Epidemics expert learns firsthand about swine flu

Assistant Professor Mark Lurie, who primarily studies the HIV virus, found himself at the center of the swine flu whirlwind this fall when he and his family became infected.

 

By Mark Hollmer  |  November 4, 2009  |  Email to a friend

Epidemiologist Mark Lurie went for a bike ride on an early September morning and realized within a few miles that his energy was spent. Something didn’t feel right, so he quickly returned home and rested.

Within a day, however, he came down with a high fever, sweats, chills, and a cough. Lurie, assistant professor of community health and medicine in Brown’s Alpert Medical School, found himself at the center of one of the biggest health stories in recent memory: He had come down with the H1N1 virus, also known as swine flu.

Lurie was in bed for the next week. His daughter and wife also contracted the virus. All have now returned to health. As someone who researches the transmission of disease, having swine flu proved to be a unique experience for Lurie. He recently spoke about what he went through and what he learned.

How does it feel to have had swine flu, considering all the public concern?

It feels good to have it over with. I am not going to get it again, and nobody in our family is. It’s kind of nice to be infected with something exotic that doesn’t have long-term consequences. And as an infectious-disease person, that is interesting to me; it’s a little badge of courage to wear. I am current, I am up to date, and I am a little ahead of the curve in a way.
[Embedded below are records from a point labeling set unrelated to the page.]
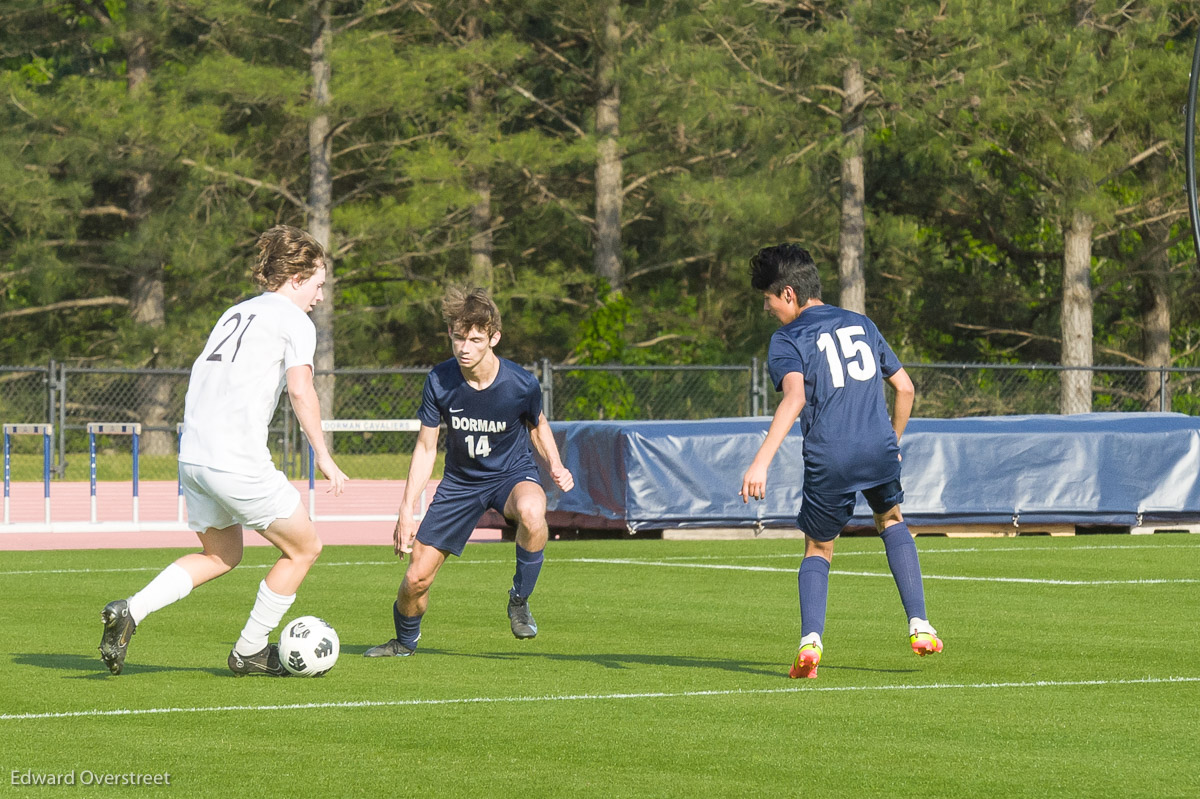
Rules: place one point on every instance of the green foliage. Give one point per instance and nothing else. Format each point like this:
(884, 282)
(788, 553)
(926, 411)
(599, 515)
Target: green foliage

But it was brutal. It was unpleasant and it went on for a long time and it made me very sick.

As an epidemiologist, what did you learn from this experience?
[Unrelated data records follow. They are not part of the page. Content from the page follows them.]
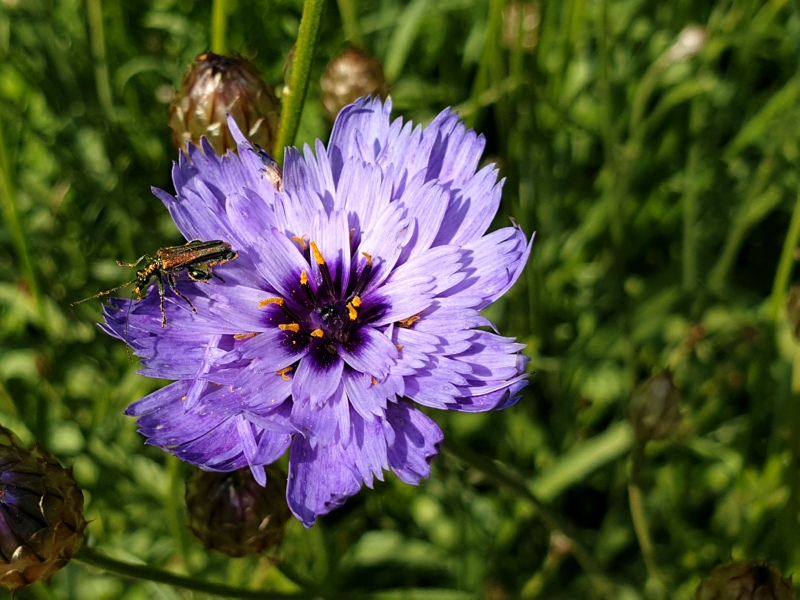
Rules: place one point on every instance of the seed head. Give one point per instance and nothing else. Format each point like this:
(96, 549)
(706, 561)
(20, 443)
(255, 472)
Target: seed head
(654, 408)
(351, 74)
(233, 514)
(215, 86)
I learned swine flu is highly infectious. I watched my neighbor next door get infected, then watched his entire house get infected, then the neighbor across the street after it washed through our house. We had a little mini-epidemic in our neighborhood. I’ve become fascinated with the basic epidemiology of H1N1: How long are people infectious, and how likely are they to transmit the virus to people with whom they have casual contact? These are similar to the questions I ask in my own research on HIV in Africa.
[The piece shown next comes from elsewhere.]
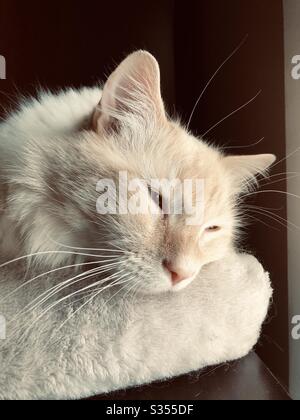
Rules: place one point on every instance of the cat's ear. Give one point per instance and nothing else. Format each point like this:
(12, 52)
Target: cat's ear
(244, 169)
(132, 89)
Did you gain any insight into the hysteria over swine flu?

The prevailing assumption is that (hysteria) is not warranted. It is not likely to kill a lot of otherwise healthy adults – although we have already seen 12 deaths in Rhode Island. But in the sense that it has caused and is going to cause a lot more people to get sick, many quite seriously for a week or more, that is not inconsequential. So, is (the hysteria) overblown? I don’t know. Is it going to kill you? Probably not. Is it going to make you sick? Probably.

 How will it inform your teaching, moving ahead?

I am teaching a new graduate course next semester in infectious disease epidemiology. Now I feel I’m uniquely qualified to teach that. H1N1 will be a prime case study of an epidemic unfolding in real time.

Will you use your own experience in class?

To some extent. We will step back and look at infectiousness and transmissibility and contact patterns, and how those influence the spread of any infectious diseases. My experience is less relevant than all of that, but it will be present.